Die Schülerinnen und Schüler tragen dunkle Kittel. Die Tafel ist
schwarz und spielt eine zentrale Rolle. Denn man kann sie wenden. Dann
erstrahlt sie in bunten Farben. Ebenso verhält es sich mit dem
Bühnenbild im Hintergrund. Zudem werden auf der Tafel die
Stationen der Handlung angekündigt. Letztendlich sind es die
Schülerinnen und Schüler, die ihre Lehrer inspirieren, ihnen zeigen,
welche außergewöhnlichen Talente sie haben, wie schön bunt die Welt
außerhalb des Klassenzimmers ist. Darin verpackt sind die einzelnen
Darbietungen und die vielen herrlichen Ensembleszenen. Am Ende erleben
wir dann den Circustraum. Wunderbar ausgelassen, mit treibender Musik,
sind wir mitten in einer fröhlichen Circusvorstellung. Immer wieder
passiert etwas anderes, unzählige artistische Disziplinen werden in
einer ausgefeilten Choreographie präsentiert. Voller Lebensfreude,
wahrlich eine Hommage an den Circus. Natürlich sind auch die Clowns
dabei. Ein rot-gelbes Chapiteau im Miniaturformat wird Richtung Kuppel
gezogen.
Ensembleszene
Für
Konzept und Regie ist Marie-Josée Gauthier aus Kanada verantwortlich,
die Co-Regie liegt bei Nico Lagarde und das Akrobatikdesign hat André
St-Jean übernommen. Die Kostüme hat Olivia Grandy entworfen, das Licht
wurde von Christoph Siegenthaler konzipiert und die Musik von Lukas
Stäger komponiert. Gespielt werden die Stücke in der Show von der
famosen sechsköpfigen Band. Das große, jugendliche Ensemble bringt die
Show auf die runde Bühne. Der Großteil davon hat eine Circusschule
irgendwo auf der Welt besucht und dort sein Können erlernt. Die
Mitwirkenden sind ungemein sympathisch. Die Freude an ihren Auftritten
steckt unmittelbar an. Sie haben sich während der Proben auf neue
Choreographien für ihre Nummern eingelassen und gemeinsam mit den
anderen Ensemblemitgliedern die gesamte Show einstudiert.

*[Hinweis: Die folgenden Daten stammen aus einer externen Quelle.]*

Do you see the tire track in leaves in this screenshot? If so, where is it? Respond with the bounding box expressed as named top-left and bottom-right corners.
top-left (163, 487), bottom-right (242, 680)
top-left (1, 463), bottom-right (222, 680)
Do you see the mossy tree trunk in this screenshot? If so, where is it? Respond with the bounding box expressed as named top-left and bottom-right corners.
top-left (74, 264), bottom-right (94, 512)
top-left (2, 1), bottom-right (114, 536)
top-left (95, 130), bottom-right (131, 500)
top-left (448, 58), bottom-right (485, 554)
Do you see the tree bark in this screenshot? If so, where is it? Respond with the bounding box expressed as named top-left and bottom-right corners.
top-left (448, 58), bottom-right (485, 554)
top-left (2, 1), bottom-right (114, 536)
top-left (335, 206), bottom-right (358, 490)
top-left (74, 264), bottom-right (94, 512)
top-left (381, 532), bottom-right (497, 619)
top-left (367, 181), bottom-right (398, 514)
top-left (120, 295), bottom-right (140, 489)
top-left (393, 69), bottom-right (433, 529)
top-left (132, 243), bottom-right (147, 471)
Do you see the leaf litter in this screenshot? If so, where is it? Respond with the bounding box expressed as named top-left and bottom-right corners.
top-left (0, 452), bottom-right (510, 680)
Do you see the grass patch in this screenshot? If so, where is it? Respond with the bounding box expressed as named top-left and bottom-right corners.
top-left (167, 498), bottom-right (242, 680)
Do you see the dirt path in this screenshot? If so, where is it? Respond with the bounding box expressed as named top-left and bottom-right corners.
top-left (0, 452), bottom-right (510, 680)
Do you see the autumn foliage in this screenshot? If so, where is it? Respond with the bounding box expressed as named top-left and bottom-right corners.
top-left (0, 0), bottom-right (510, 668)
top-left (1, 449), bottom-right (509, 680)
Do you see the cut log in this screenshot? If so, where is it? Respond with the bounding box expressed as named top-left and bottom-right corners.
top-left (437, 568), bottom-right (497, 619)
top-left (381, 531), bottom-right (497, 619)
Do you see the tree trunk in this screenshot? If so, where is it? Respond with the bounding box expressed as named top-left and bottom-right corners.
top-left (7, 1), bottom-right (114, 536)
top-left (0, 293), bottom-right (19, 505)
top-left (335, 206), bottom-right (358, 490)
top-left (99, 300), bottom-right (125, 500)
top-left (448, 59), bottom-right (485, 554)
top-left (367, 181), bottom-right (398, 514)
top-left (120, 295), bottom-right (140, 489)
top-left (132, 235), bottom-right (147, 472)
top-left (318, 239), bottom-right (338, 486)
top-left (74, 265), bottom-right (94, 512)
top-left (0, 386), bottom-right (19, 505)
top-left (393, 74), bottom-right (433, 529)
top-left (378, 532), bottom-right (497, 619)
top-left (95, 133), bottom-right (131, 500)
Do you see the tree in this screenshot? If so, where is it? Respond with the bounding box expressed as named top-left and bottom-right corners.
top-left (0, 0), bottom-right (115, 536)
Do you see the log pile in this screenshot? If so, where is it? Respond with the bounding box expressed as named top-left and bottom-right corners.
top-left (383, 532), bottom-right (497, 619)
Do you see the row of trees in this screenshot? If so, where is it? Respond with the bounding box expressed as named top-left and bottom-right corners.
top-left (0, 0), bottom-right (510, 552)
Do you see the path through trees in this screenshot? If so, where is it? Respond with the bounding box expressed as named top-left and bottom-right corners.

Olivia Swoboda-Weinstein und Stefan Swoboda, Michael Patterson und Joelle Ziärjen, Amie Patching
Schon
in der Eröffnungsszene, der ersten Schulstunde, die wir erleben, gibt
es akrobatische Kostproben. Jonglage ist dabei, mehre
Zwei-Personen-Hoch etwa. Die aufgeklappte Tafel eignet sich wunderbar
dazu, durch deren Rahmen zu springen. Die Musiker stellen sich bei
ihrem Einzug vor. Das erste Solo, oder vielmehr Duo, gehört den Clowns.
Olivia Swoboda-Weinstein und Stefan Swoboda sind zwei liebenswürdige
Zeitgenossen mit herrlich verrückten Ideen. Darauf muss man erstmal
kommen, zwei Reifen an eine Stange zu montieren und die Stange dann in
der Mitte auf einem Helm rotieren zu lassen. Heraus kommt ein perfektes
Requisit für das Reifenspringen. Michael Pattersons Partnerin für die
Hand-auf-Hand-Akrobatik entsteigt einer Kiste. Das zugehörige
Benutzerhandbuch wird gleich mitgeliefert. So schafft er es, Joelle
Ziärjen zu gemeinsamen Tricks zu animieren. Nach den variantenreichen
Handständen werden die Rollen getauscht und Michael muss in die Kiste.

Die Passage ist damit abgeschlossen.